The two other films, Mnemosyne and Peripeteia, are meditations on life in diasporas and the facets of recollection or, then again, of historical oblivion. Akomfrah’s point of departure in Peripeteia are some of the earliest depictions of Black people in Western art, such as Albrecht Dürer’s character studies Portrait of an African Man (1508) and Portrait of Catherine (1521). Inquiring into the fates of the sitters and reimagining their stories, he shows the anonymous figures’ wanderings: wet to the skin and seemingly lost, they trudge through a desolate landscape. The film reminds us of the countless Black lives that went unrecorded and unremembered, an obliteration of identities reflected in the longstanding marginalization of images of Black people in the historiography of art.

Mnemosyne, meanwhile, delves into the stories of postwar immigrants to Great Britain. Akomfrah divides the film into nine chapters, each of which is dedicated to one of the muses. In Greek myth, the muses are the daughters of Mnemosyne, the goddess of memory.

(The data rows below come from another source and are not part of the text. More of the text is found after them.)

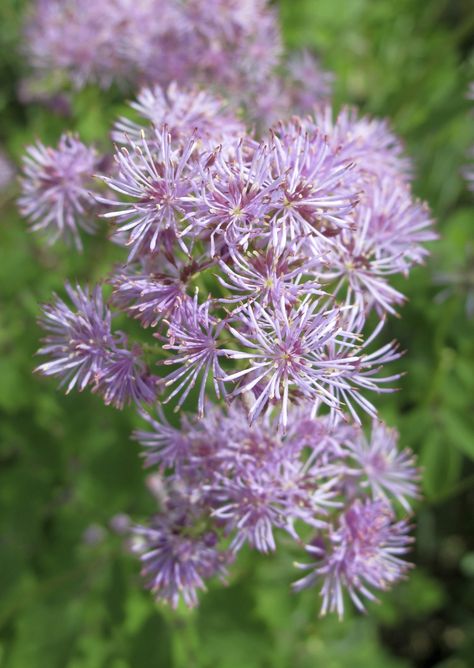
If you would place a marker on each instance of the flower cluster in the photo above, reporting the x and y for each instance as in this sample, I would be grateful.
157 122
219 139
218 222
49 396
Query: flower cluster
7 171
224 484
259 265
254 265
232 45
57 189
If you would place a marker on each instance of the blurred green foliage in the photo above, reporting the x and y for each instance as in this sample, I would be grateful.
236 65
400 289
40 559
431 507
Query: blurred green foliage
70 593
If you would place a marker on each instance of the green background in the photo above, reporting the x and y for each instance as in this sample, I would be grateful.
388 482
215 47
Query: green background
70 593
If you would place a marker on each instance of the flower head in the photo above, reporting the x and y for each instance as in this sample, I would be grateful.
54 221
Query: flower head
57 186
156 177
363 553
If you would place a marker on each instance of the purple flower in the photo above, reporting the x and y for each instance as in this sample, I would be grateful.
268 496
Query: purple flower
155 177
153 295
184 112
164 444
232 45
267 276
236 195
314 198
388 471
124 379
78 339
7 172
176 556
194 340
363 553
307 351
368 142
56 189
83 351
308 83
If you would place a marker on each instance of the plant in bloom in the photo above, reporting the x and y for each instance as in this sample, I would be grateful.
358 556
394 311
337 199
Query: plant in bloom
254 261
57 189
231 46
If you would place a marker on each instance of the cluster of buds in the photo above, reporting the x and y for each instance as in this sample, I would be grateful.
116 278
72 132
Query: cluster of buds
253 262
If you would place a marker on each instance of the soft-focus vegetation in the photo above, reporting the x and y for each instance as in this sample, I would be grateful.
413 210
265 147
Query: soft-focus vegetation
70 592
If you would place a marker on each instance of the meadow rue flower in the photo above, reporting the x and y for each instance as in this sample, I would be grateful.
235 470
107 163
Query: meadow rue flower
184 111
57 189
83 350
363 553
256 482
254 264
7 171
156 177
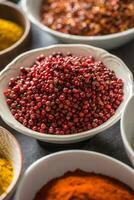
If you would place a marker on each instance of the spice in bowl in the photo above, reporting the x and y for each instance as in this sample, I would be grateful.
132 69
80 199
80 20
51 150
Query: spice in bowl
82 185
6 174
64 94
88 17
10 33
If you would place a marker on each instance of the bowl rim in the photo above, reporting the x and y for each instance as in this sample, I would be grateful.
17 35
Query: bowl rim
70 36
122 125
66 152
64 138
11 188
26 27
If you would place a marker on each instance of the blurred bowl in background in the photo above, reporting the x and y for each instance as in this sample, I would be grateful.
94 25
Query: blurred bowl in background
10 11
33 8
10 149
127 128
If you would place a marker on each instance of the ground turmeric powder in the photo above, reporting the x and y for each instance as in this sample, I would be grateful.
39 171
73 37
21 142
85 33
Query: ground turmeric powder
10 33
79 185
6 174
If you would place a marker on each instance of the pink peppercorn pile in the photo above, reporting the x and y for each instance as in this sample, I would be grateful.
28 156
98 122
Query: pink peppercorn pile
64 94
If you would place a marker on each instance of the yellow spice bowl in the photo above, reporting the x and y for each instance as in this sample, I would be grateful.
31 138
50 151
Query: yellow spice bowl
10 149
10 11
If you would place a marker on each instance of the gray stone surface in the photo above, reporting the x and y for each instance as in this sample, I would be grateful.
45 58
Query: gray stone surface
108 142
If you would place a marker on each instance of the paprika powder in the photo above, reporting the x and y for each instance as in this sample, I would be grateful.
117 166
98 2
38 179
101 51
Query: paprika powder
80 185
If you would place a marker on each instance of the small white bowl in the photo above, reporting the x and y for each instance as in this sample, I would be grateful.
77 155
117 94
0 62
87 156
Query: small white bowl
127 128
10 149
32 9
55 165
26 59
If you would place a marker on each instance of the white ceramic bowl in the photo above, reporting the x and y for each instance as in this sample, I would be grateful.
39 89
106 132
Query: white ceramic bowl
10 149
27 59
55 165
32 9
127 128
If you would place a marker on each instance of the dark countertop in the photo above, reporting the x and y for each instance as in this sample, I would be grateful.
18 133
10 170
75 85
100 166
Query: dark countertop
108 142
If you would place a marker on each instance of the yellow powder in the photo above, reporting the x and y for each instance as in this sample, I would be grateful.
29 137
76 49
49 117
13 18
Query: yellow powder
6 174
10 33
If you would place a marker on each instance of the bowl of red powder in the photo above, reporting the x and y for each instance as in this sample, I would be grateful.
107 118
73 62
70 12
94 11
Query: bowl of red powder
106 24
64 93
77 175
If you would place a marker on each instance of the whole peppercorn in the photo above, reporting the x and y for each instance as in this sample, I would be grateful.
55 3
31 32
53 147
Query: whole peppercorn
64 94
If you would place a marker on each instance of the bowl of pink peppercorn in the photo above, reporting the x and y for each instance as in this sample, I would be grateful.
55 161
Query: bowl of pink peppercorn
64 93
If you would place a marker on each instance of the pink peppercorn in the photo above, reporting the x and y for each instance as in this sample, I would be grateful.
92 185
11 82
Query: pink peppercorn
64 94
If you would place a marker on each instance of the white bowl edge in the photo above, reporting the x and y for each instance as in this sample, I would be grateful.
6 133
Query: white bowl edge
85 48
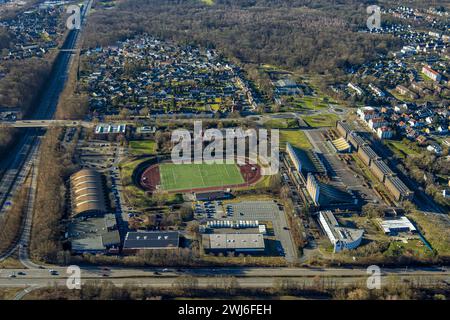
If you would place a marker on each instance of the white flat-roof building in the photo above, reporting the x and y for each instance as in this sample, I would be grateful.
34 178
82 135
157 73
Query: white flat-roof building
238 242
110 128
342 238
395 225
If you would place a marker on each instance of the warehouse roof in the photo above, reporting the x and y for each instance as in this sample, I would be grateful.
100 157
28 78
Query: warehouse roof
151 240
87 192
395 224
234 241
341 144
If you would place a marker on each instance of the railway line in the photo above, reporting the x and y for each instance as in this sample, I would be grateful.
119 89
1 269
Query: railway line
14 165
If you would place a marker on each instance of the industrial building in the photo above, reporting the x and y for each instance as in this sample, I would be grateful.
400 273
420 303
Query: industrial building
323 194
233 224
341 238
293 156
356 141
341 145
381 170
398 189
234 242
343 128
151 240
110 128
313 188
87 193
432 74
392 226
305 161
212 196
367 155
94 235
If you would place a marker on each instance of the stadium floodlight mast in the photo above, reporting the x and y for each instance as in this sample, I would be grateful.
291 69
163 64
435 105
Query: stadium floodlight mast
213 153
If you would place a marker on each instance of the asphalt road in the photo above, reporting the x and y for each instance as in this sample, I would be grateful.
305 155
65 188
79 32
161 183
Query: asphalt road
13 166
246 277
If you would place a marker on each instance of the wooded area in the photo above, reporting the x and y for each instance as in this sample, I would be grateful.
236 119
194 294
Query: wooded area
54 168
316 36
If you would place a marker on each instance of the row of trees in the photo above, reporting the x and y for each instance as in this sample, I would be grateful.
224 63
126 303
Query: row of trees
318 37
11 221
55 166
228 287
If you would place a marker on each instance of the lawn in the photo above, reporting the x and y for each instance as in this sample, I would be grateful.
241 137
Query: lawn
400 149
281 124
141 147
321 120
296 138
192 176
311 103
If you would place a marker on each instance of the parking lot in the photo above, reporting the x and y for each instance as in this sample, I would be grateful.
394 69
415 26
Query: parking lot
98 155
251 210
342 175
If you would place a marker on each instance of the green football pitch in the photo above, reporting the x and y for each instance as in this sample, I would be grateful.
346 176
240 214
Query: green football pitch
195 176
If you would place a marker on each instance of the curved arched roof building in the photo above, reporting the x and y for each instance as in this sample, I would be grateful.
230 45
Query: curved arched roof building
87 192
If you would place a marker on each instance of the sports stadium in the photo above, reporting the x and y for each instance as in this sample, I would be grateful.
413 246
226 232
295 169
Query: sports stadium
170 177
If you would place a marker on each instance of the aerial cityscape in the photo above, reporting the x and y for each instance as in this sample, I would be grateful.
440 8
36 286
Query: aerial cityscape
224 149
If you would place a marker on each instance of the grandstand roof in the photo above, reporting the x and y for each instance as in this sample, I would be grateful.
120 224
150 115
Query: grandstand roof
87 192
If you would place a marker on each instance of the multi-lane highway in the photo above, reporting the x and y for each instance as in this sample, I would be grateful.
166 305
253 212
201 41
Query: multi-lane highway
12 168
246 277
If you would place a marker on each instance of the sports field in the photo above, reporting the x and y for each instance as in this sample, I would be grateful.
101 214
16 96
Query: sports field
195 176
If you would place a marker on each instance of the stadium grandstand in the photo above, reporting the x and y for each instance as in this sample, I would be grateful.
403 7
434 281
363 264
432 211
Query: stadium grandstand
87 193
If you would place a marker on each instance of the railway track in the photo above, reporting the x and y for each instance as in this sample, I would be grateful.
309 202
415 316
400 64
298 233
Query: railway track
14 166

Creatively reassembling archival footage from a wide range of sources, the artist probes the nature of memory and urges a writing of history that takes into account both personal and communal recollections. He combines the historic material with shots showing Black people in snowy sceneries. Like Equiano in Vertigo Sea and the anonymous characters in Peripeteia, they appear in places where, even though we know better, we do not expect to see them. Underscoring the experience of dislocation and the loss of all personal moorings, Akomfrah spells out the ambition of his project: to resurvey and re-present Western cultural history from the migrant perspective.